クイーンの各アルバムをリアルタイムで聴いた身にとって
アルバム毎の、日本で発売された当時の季節と、
そしてそれに伴うあの時代の空気の思い出が、それぞれにあります。
今でもそれは私の全身の外気、3センチメートルくらいにまとわりついています。
日本海側日本の豪雪地帯で生まれ育った私には、「初期クイーン=冬=雪」の
イメージすらあります。イメージどころか全身に刻み込まれています。

「ゲーム」は、確か、1980年?、大学2年時の8月でした。
かねてからの「目標」であった、2輪による最初の日本一周を
終えた暑い日の午後、新潟の実家に疲労困憊で到着したとき、
友人が貸してくれた、クイーンの新作アルバム「ゲーム」が
私に届いていました。
クイーンの新作を夏に聴くのは初めてです。
「クイーン=冬=雪」のイメージがずっと私にありましたので
何かヘンだな^^って思ったのをよく覚えています。

「趣味の悪いジャケットだな。あまり聴く気がしない。」
第一印象です。
こいつらが、あの、わたしが崇拝する「クイーン」かい。
まあ、どうでもいいけど失礼な奴らだな。^^
ある種の、品のいい冗談のようにも思えました。
同時に、初めてクイーンを知ってから、決して少なくない時間が
今までに経過したことをも、この時に認識したのを覚えています。

クーラーも無かった居間で、オープニングの
「プレイ・ザ・ゲーム」を、結構なボリュームで聴きながら
疲れた体を横にしておりましたら、いつのまにかまどろんでいました。
さしたる感動のない曲を聴くと眠ってしまうのは自然の摂理です。
一度、目が覚めてみると、A面がとっくに終わっていることに気付き、
レコードをひっくり返し、B面を聴き始めますが、
これまた、輪をかけて退屈です。
「これが本当にクイーンの新作ですって?。…いいのかな、これで。
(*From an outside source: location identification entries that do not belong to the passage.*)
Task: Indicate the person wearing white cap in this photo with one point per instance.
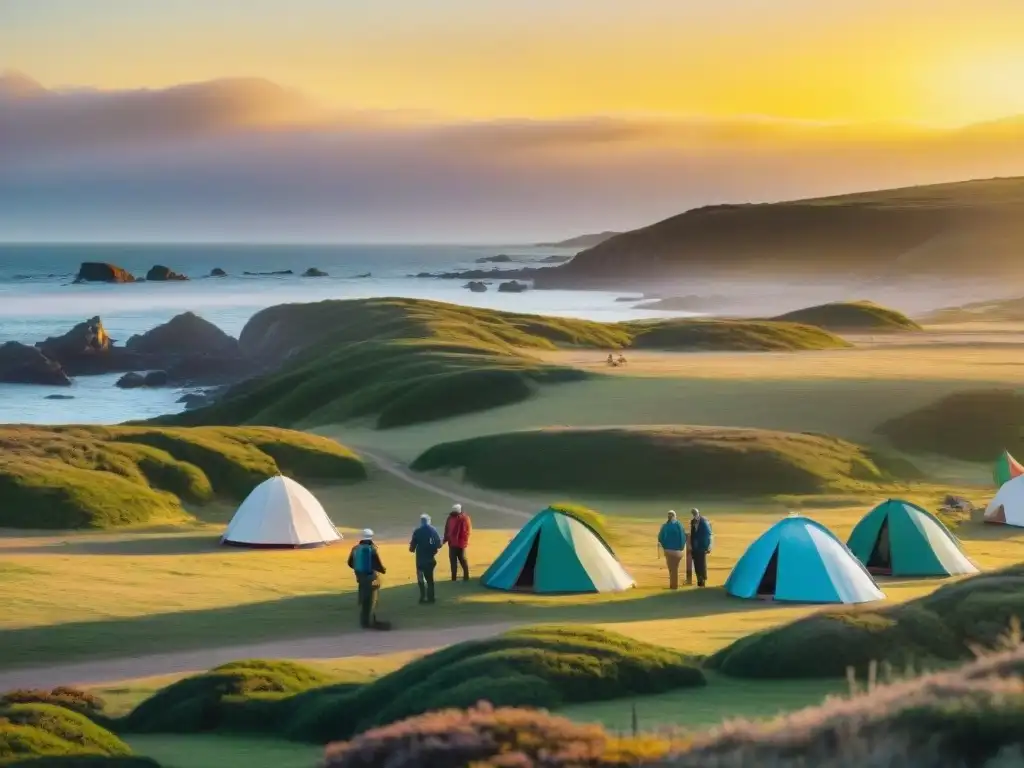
(366, 561)
(457, 529)
(672, 539)
(425, 543)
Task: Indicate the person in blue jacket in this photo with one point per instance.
(425, 543)
(672, 540)
(700, 541)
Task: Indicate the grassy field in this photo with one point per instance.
(108, 477)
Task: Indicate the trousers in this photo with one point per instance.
(457, 557)
(672, 559)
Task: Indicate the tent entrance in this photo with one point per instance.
(525, 580)
(766, 589)
(881, 561)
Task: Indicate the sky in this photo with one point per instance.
(484, 120)
(937, 61)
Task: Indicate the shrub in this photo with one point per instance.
(940, 627)
(568, 665)
(659, 461)
(41, 729)
(487, 736)
(241, 695)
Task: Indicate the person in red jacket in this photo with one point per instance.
(457, 529)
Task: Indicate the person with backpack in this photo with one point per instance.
(700, 541)
(457, 529)
(425, 543)
(672, 540)
(366, 562)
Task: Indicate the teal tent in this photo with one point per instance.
(800, 560)
(901, 539)
(556, 553)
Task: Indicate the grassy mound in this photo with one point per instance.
(660, 461)
(101, 477)
(852, 315)
(506, 735)
(938, 628)
(401, 361)
(974, 425)
(38, 730)
(243, 695)
(731, 336)
(541, 667)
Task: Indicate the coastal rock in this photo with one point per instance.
(512, 287)
(183, 335)
(161, 273)
(97, 271)
(131, 380)
(157, 379)
(20, 364)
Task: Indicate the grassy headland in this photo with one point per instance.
(400, 361)
(658, 462)
(862, 316)
(103, 477)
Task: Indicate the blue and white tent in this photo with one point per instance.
(800, 560)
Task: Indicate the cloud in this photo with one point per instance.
(246, 159)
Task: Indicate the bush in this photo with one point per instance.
(487, 736)
(29, 730)
(974, 426)
(242, 695)
(662, 461)
(567, 664)
(941, 627)
(102, 477)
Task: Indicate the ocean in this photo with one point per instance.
(38, 299)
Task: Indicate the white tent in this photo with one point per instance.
(280, 513)
(1008, 506)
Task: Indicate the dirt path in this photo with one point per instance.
(332, 646)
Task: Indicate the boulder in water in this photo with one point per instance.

」
再び、眠りはじめてしまいます。
なんか、少し残念だな。
なにかしら、枯れてしまった、かつて潤沢だった油田を連想してしまいます。
うとうと。

眠りながら聴いていましたが、この新作を聴いて感じました。
彼らはもう、間違いなく「盛り」を過ぎてしまっている。
かつての、あのほとばしるような才能の、その片鱗すら見えない。
今後、どれだけ新作を繰り出そうとも、私が歓喜するような
作品は、彼らは二度とあらわすことができないだろう、と。

B面ラストの「セイブ・ミー」が流れ始めた頃、
私はようやく目が覚めました。
しっかりと、じっくりと「セイブ・ミー」を聴きました。
しみじみと、いい曲だな、と思いました。
同時に、凋落を始めるクイーンのあだ花にふさわしい曲だと思いました。
その当時の自分が置かれている、いろんな意味での
贅沢な環境に感謝をしながら。

アルバム「ゲーム」と言えば「セイブ・ミー」です。
そしてそれは、私にとって決して消えることのない
「夏の想い出」の中のひとつです。

そしてそれは・・・
無限の可能性の存在をずっと信じていた天下に冠たるクイーンの才能、
それもついに、ここまでか、と見限った喜楽院の夏でもありました。

もはや、遠い遠い夏の記憶です。